Wednesday, February 28, 2007
Steamboat Springs The Steamboat Springs Education Association wants legal and binding language added to district policies.
The association has 120 members and represents teachers and staff in the school district's collaborative bargaining process.
SSEA President Brad Kindred addressed the School Board on Monday.
Of immediate concern to the SSEA, Kindred said, is the membership's desire for legal and binding words to be added to all district policies. The wish stems from a 2004 lawsuit between the SSEA and the district after the School Board refused to accept a grievance filed by the SSEA.
The grievance challenged a 2004 School Board decision to declare a pay system negotiated with teachers unaffordable.
Part of the settlement, Kindred said, was to add preambles to declare that all district policies were collaboratively done.
"I'd like to see that put on the front burner," Kindred said. "We haven't had any movement on that. We are OK with policies as long as they are legal and binding.

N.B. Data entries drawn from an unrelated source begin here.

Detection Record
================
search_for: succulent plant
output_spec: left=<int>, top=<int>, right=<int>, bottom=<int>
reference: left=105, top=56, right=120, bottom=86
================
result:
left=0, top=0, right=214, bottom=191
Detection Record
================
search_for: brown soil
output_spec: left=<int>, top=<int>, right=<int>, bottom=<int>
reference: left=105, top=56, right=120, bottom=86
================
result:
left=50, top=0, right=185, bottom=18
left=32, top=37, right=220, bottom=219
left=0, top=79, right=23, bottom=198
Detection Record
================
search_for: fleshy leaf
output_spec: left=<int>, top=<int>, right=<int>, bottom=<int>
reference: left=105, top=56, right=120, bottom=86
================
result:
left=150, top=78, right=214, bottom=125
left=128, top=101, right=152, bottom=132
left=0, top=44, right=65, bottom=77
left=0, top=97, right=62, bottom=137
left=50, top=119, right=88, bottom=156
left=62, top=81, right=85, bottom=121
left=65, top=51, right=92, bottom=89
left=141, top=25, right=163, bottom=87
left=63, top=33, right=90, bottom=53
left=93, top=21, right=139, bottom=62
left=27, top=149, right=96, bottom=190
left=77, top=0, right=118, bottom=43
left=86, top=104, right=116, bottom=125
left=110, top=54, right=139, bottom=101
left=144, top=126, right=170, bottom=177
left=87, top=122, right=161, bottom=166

We just want a preamble to our policies, a simple statement that states they were arrived at through the collaborative bargaining system."
Superintendent Donna Howell said the Collaborative Bargaining Team, which includes teachers, support staff and administrators, is in the process of reviewing the district policies.

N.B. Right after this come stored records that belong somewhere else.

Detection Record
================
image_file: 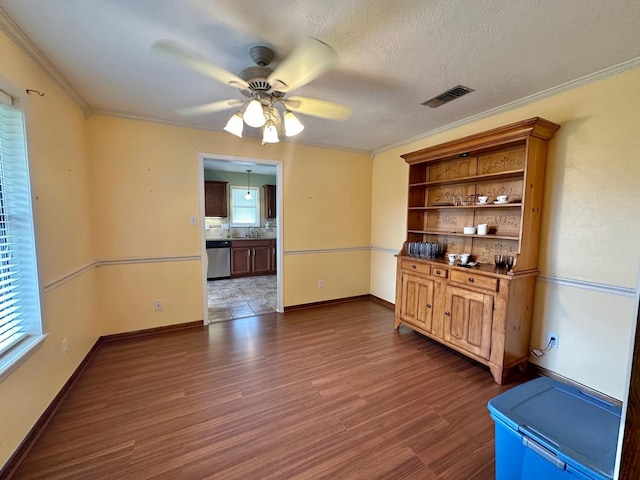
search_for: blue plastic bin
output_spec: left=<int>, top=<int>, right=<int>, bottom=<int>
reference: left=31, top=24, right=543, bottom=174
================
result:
left=487, top=377, right=621, bottom=480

"I know we agreed to all policies as legally binding," Howell said.
The CBT process is a way for a broad sampling of district staff to work together to form policies, and Kindred wanted to reiterate SSEA's faith in the work of the CBT, most notably in its recent negotiations to bring district teachers and support staff to a salary mean. Many district employees received a pay raise.
The mean was calculated using salaries from school districts of comparable size, demographic and performance.

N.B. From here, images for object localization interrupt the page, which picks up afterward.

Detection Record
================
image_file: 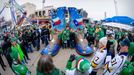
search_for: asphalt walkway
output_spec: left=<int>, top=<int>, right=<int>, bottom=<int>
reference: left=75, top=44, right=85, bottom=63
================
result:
left=0, top=34, right=103, bottom=75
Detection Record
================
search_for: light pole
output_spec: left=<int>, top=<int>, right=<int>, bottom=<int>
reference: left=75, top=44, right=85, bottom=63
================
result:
left=114, top=0, right=118, bottom=16
left=42, top=0, right=45, bottom=9
left=104, top=11, right=107, bottom=19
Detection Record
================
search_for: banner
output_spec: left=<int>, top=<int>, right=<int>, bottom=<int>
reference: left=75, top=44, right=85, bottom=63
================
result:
left=50, top=7, right=66, bottom=31
left=68, top=7, right=83, bottom=30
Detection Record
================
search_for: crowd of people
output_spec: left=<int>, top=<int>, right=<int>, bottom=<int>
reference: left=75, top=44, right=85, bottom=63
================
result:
left=0, top=23, right=134, bottom=75
left=58, top=26, right=76, bottom=48
left=0, top=25, right=51, bottom=75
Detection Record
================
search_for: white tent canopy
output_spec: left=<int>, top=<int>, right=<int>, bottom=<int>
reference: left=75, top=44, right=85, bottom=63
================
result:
left=102, top=22, right=134, bottom=31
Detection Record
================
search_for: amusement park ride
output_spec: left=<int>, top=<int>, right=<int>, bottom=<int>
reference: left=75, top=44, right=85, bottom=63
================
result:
left=0, top=0, right=32, bottom=30
left=0, top=0, right=94, bottom=56
left=40, top=7, right=94, bottom=56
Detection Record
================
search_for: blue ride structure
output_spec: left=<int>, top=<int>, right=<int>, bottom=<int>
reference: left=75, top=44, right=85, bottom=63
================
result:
left=40, top=7, right=93, bottom=56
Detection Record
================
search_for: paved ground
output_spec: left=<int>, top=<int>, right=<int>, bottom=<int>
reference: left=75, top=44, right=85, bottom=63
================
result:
left=0, top=48, right=103, bottom=75
left=0, top=34, right=103, bottom=75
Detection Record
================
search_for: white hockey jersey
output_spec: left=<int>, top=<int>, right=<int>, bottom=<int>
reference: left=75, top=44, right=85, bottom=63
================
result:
left=103, top=52, right=128, bottom=75
left=91, top=48, right=107, bottom=70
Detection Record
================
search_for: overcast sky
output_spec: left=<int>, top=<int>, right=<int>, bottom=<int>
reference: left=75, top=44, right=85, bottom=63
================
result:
left=0, top=0, right=134, bottom=20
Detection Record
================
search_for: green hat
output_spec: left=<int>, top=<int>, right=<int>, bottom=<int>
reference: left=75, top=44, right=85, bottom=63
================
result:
left=10, top=38, right=17, bottom=42
left=120, top=67, right=133, bottom=75
left=120, top=62, right=134, bottom=75
left=12, top=64, right=28, bottom=75
left=120, top=38, right=130, bottom=47
left=19, top=65, right=28, bottom=75
left=128, top=42, right=134, bottom=56
left=76, top=56, right=91, bottom=72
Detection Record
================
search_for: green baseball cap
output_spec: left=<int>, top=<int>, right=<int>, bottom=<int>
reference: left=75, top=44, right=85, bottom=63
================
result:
left=76, top=56, right=91, bottom=72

Kindred said SSEA would like the CBT process to be more public.
"I know it's a policy that CBT can't speak publicly, but I think it would be helpful for the public to know how we arrived at the mean," Kindred said. "The public stepped up big for us (and passed the mill levy override for pay increases). A lot of people thought we got pretty big raises. I think it would benefit us all for the public to know how they get to the mean."
Kindred said this would be his final year as president of SSEA, and that the board should consider some sort of compensation for the future president because of the time commitment the position requires.